Elegir el material correcto a la hora de construir o renovar la vereda del hogar es fundamental. Si bien puede parecer un detalle insignificante, la elección afecta su resistencia al tránsito, la exposición a la lluvia, las raíces de los árboles y la cantidad de arreglos que necesitará con el paso del tiempo.
Algunas de las opciones más elegidas son el cemento alisado, las baldosas y los adoquines. Aunque las tres cumplen la misma función, cada material presenta distintas ventajas y desventajas de acuerdo al uso, el presupuesto y el aspecto que se busca conseguir en la vereda.
Cemento alisado, baldosas o adoquines: qué ventajas tiene cada material
En primer lugar, el cemento alisado aparece como una alternativa sencilla y económica, que permite obtener una superficie continua, fácil de limpiar y resistente para el tránsito. Sin embargo, con el paso del tiempo pueden aparecer grietas y, si llueve, suele volverse resbaladizo.

Por otro lado, las baldosas ofrecen una gran variedad de colores, diseños y terminaciones.

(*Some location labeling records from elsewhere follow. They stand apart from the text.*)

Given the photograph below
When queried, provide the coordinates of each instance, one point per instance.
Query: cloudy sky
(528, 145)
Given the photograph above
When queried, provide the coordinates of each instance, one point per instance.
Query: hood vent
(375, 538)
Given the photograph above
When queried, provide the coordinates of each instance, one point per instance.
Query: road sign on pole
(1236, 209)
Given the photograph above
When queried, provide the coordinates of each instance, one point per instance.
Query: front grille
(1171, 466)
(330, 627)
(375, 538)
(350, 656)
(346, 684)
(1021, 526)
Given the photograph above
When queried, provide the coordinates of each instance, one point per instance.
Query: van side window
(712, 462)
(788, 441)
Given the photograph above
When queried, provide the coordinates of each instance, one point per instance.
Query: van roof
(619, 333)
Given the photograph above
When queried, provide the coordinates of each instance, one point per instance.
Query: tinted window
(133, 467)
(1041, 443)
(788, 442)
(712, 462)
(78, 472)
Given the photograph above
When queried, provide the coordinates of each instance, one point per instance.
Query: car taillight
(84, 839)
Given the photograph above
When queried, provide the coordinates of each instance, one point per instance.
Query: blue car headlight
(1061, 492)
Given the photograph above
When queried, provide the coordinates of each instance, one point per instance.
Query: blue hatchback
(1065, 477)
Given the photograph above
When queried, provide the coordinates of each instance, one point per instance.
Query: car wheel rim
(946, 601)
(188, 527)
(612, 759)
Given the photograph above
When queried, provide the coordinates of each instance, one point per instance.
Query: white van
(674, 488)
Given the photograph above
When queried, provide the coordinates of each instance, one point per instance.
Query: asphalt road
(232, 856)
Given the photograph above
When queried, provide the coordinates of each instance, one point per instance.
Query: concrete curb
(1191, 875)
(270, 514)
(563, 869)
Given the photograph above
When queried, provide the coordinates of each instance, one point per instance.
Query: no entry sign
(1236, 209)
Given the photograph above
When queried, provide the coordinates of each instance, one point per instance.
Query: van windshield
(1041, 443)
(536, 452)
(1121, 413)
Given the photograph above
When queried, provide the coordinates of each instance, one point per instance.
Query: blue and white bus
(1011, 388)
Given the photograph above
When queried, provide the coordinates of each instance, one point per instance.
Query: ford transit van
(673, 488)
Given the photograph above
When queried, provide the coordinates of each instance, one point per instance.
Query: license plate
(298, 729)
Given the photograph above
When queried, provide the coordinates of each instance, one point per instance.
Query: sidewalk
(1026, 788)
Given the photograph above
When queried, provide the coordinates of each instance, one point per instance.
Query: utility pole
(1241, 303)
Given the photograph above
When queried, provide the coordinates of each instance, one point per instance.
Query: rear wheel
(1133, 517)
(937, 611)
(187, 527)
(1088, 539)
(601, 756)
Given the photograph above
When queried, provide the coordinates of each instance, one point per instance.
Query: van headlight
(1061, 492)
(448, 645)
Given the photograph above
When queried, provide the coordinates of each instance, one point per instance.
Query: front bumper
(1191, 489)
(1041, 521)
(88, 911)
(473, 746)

Además, si una pieza se rompe o se levanta, puede reemplazarse de manera individual. Como desventaja, necesitan una superficie nivelada y una colocación cuidadosa.
Los adoquines, por último, son una de las opciones más resistentes y permiten desmontar y volver a colocar las piezas si es necesario realizar algún arreglo debajo de la vereda. Sus juntas, además, favorecen el escurrimiento del agua cuando llueve o se lavan.
De todas maneras, requieren una base correctamente compactada. En caso de que la preparación del suelo sea deficiente, pueden hundirse o desplazarse con el paso del tiempo.
Qué material conviene más para hacer una vereda
En líneas generales, los adoquines son la opción más conveniente para la vereda por su resistencia, durabilidad y facilidad de reparación. A diferencia de una superficie continua, permiten levantar solo las piezas necesarias y volver a colocarlas cuando se terminó la reparación.
Si se busca reducir costos y una terminación sencilla, el cemento alisado puede ser una buena alternativa, mientras que las baldosas se destacan principalmente por la variedad de diseños y la posibilidad de reemplazarlas individualmente.

En definitiva, la elección correcta depende del presupuesto, el uso que tendrá la vereda y las características del terreno. Más allá del material elegido, es fundamental preparar correctamente la base para evitar grietas, hundimientos y desplazamientos.